Empresas Governamentais Sendo Donas Uma das Outras Não é Privatização

Devo ao Dr. Yuri Maltsev a informação de que o tão elogiado plano de Shatalin para a União Soviética, que supostamente traria a privatização e o livre mercado em 500 dias, realmente não era privatização. Aparentemente, existem empresas governamentais em cada indústria, em vez de serem realmente privatizadas – isto é, possuídas por indivíduos privados – seriam de propriedade (ou 80% de propriedade) de outras empresas na mesma indústria. Isso significaria que as gigantescas empresas monopolistas estatais continuariam a ser empresas monopolistas estatais e seriam oligarquias que se autoperpetuam, em vez de serem verdadeiramente de propriedade privada. Privatização deve significar propriedade privada.[2]

Como Dessocializar

O ponto que se segue da dessocialização deve necessariamente ser escrito ou lido sequencialmente, mas eles não precisam ser realizados dessa maneira: todos os pontos seguintes podem, e devem, ser instituídos imediatamente e de uma vez.

Legalize o Mercado Negro

Os dois primeiros princípios estão implícitos na parte anterior deste artigo. Um é legalizar o mercado negro, ou seja, tornar todos os mercados livres e legais. Isso significa que a propriedade privada de todos aqueles envolvidos em tais mercados deve, junto com todos os outros, ser protegida contra a depredação do governo, protegida como um direito de donidade. Significa também que todos os bens e serviços até então ilegais devem agora ser legais, sejam eles legais no Ocidente ou não, e que todas as transações devem ser realizadas livremente, ou seja, que os preços devem ser fixados voluntariamente pelas partes que trocam. Assim, todo controle de preços do governo deve ser abolido imediatamente. Se esses preços genuínos para transações reais forem mais altos do que os pseudo-“preços” estabelecidos pelo governo para transações inexistentes, que assim seja. A reclamação do consumidor deve ser simplesmente ignorada; quaisquer consumidores que ainda prefiram o regime anterior de preços fixos para bens inexistentes estarão, é claro, livres para boicotar os novos preços e tentar encontrar fontes de fornecimento mais baratas em outros lugares. Meu palpite, no entanto, é que os consumidores se ajustarão em breve a essas mudanças pontuais, especialmente porque uma abundância sem precedentes de bens de consumo se espalhará rapidamente pelos mercados.

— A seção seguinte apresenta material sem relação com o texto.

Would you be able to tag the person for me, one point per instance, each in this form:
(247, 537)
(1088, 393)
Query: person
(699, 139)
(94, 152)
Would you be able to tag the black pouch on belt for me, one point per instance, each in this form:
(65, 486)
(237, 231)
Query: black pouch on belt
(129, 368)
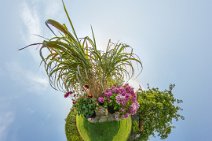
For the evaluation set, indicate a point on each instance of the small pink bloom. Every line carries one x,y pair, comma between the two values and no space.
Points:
101,99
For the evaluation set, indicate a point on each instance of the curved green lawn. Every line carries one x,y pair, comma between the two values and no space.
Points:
106,131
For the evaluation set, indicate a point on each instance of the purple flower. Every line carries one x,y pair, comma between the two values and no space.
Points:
125,115
108,93
101,99
134,107
67,94
120,99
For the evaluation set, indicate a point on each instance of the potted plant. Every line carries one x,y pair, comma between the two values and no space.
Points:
86,106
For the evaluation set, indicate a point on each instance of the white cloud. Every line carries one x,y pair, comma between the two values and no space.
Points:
6,120
32,25
32,81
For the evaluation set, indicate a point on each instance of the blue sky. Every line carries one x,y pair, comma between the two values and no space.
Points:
172,37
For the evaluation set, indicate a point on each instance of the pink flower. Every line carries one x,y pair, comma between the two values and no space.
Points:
101,99
67,94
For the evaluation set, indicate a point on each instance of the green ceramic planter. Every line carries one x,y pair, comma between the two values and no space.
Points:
105,131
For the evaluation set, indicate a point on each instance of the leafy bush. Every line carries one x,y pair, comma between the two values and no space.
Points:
156,113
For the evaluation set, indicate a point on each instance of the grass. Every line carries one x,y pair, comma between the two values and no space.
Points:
106,131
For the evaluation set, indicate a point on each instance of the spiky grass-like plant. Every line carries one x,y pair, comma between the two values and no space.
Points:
73,61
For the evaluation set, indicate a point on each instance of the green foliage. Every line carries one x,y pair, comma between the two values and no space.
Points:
86,106
71,60
71,131
156,113
105,131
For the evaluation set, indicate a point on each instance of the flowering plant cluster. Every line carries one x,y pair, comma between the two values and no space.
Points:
120,99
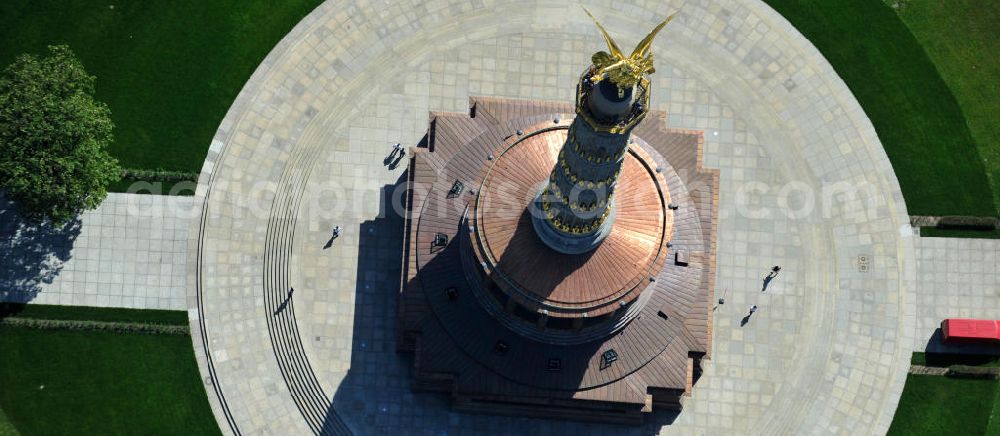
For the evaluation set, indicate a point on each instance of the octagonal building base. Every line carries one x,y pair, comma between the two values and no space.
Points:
506,325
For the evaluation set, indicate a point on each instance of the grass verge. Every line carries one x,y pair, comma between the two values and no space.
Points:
104,314
6,427
914,112
935,232
169,70
84,382
933,405
961,38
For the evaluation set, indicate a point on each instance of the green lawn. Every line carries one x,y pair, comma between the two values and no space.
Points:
917,117
935,405
962,38
169,70
955,233
92,383
45,311
6,428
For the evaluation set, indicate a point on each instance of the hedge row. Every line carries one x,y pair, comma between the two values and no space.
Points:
967,223
158,175
980,372
110,327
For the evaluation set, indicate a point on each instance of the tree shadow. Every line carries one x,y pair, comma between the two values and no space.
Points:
31,256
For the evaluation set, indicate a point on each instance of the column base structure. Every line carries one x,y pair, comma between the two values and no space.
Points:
610,327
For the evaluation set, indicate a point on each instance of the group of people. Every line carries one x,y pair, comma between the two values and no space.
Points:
397,149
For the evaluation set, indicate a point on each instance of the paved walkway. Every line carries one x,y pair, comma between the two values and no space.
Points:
956,278
302,150
130,252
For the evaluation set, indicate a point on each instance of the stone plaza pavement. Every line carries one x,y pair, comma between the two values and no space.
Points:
805,185
956,278
129,252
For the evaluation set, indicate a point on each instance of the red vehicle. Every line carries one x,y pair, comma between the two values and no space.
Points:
969,330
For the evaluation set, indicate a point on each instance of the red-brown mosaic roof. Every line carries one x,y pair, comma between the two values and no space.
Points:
456,340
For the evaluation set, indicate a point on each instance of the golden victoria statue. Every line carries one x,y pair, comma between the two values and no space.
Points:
624,71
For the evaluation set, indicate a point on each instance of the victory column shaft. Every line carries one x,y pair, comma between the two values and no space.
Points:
576,208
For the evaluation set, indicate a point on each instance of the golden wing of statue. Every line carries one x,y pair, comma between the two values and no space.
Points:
615,51
643,46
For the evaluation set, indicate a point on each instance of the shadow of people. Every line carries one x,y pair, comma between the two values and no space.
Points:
284,303
390,158
767,281
31,256
395,163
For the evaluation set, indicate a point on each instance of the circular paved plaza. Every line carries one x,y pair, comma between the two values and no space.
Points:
805,184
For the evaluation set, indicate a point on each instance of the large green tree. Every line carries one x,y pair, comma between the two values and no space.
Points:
54,137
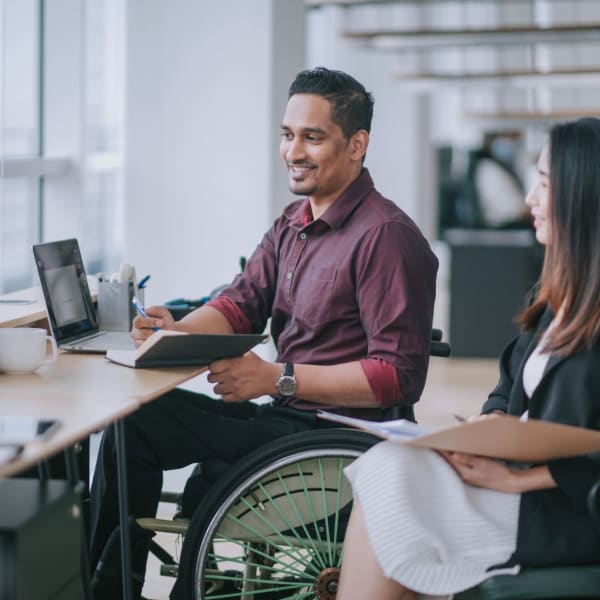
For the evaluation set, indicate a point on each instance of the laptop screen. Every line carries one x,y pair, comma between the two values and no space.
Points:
64,283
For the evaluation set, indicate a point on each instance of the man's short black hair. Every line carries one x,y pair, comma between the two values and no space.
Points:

Por “legalizar”, a propósito, quero dizer simplesmente abolir um status anterior de fora-da-lei; Não proponho me envolver em exercícios semânticos tentando distinguir entre “legalizar” e “descriminalizar”.

Reduzir Drasticamente Todos os Impostos

Outra implicação de nossa análise prévia é que a taxação deve ser cortada drasticamente. Existe, na literatura da taxação, longas discussões sobre que tipos de impostos devem ser impostos, e quem deve pagá-los e porquê, e não o suficiente sobre o montante ou a quantidade de impostos a serem cobrados. Se a taxa de imposto é baixa o suficiente, então a forma ou princípios da distribuição fiscal realmente faz muito pouca diferença. Para ser mais claro, se todas as taxas de impostos forem mantidas abaixo de um por cento, então realmente não importa muito economicamente se os impostos incidem sobre receitas, vendas, excises, propriedade ou ganhos de capital. É importante, em vez disso, focar em quanto do produto social deve ser desviado para a boca improdutiva do governo, e manter essa carga ultramínima.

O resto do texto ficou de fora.